恋人が異常に屁をこく「屁こき人間」でもお前は愛せるか
俺は愛せる。
20そこそこの時に付き合っていた彼女が、とにかく「屁をこく女」だった。普段から笑った拍子や何気ない動作の度にアホみたいな音をケツから鳴らしていた。
「プッ」
「プゥーッ」
ときて、
「ブッ」
「ブーーッ」
と、濁音から半濁音へとどんどん変化していき、
「ブゥーオゥ」
「バフンッ!」
バイソンの鳴き声みたくなり、
「ヌーンヌッ」
と最終的に落ち着く。
そんな七色の屁を自在に操る彼女。でも、俺はそんな屁は全然良かった。むしろ好きだった。落ち込んでも、イライラしてても、彼女の屁で元気になれた。

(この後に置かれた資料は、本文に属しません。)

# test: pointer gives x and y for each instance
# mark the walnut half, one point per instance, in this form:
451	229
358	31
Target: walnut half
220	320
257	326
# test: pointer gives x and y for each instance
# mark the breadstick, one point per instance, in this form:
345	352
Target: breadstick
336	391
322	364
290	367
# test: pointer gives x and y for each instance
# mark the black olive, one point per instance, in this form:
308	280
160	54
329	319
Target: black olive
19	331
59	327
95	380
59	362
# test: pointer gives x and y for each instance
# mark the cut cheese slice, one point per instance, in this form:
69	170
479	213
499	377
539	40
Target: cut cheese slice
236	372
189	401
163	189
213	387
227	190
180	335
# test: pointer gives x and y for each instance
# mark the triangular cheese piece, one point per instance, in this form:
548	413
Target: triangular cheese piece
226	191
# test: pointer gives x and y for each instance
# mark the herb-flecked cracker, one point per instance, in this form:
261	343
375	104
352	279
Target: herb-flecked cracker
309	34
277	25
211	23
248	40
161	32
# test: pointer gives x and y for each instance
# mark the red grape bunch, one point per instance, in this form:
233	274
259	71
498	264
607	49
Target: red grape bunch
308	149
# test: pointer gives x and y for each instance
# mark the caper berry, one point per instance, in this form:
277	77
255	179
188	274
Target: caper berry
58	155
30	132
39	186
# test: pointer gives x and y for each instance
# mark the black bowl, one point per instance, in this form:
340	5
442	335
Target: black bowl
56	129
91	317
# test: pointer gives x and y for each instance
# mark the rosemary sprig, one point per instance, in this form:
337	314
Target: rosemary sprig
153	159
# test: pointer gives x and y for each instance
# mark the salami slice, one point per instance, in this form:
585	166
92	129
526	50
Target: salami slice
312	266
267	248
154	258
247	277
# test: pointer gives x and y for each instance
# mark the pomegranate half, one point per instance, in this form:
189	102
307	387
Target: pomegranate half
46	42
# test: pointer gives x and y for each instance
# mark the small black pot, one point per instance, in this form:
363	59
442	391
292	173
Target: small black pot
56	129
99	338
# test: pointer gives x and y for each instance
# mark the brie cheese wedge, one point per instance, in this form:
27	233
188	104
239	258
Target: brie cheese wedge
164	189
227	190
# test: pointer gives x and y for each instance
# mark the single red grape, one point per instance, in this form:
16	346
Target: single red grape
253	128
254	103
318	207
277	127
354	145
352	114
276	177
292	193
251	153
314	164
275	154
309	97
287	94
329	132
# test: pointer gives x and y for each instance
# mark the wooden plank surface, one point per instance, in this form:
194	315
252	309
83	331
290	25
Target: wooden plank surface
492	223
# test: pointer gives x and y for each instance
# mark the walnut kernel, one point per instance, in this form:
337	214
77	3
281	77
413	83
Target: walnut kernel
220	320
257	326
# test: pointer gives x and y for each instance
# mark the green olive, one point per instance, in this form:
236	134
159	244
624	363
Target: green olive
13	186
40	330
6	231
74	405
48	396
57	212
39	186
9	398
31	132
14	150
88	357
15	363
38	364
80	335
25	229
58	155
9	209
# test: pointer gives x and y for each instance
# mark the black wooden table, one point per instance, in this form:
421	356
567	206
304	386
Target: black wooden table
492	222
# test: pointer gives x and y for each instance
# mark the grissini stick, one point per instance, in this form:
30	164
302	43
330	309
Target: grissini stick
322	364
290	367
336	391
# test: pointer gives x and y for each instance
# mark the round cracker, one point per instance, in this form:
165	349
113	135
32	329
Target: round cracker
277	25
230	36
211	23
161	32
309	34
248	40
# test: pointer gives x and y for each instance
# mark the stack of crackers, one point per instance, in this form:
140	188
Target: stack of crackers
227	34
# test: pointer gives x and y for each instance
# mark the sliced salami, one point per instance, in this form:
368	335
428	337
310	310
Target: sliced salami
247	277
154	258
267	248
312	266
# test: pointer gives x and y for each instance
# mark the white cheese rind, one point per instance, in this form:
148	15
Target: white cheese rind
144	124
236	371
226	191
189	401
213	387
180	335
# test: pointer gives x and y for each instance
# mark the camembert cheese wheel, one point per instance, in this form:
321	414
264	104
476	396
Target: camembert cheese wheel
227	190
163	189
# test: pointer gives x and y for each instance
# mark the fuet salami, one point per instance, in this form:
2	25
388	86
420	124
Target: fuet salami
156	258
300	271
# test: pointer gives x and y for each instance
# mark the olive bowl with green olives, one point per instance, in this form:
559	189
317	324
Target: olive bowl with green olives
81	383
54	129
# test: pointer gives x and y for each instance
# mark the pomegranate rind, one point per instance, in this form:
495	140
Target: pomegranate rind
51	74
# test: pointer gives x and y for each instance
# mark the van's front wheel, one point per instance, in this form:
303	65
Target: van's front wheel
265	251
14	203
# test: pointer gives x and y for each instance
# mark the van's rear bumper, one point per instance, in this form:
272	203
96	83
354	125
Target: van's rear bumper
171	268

彼女の奏でるメロディが、俺を救ってくれたのだ。俺にとっての日本レコード大賞は、いつも彼女だった。
しかし、非常に大きな問題があった。
それが音のない屁、そう「サイレントサイレン(無音の警告)」の存在だった。
なんの気配も感じさせず鼻元まで接近し、致死量レベルの激臭をブチ込んでくる、それが彼女のサイレントサイレンの特性。
特にメシあとの屁、ただの殺人未遂。最終屁器彼女。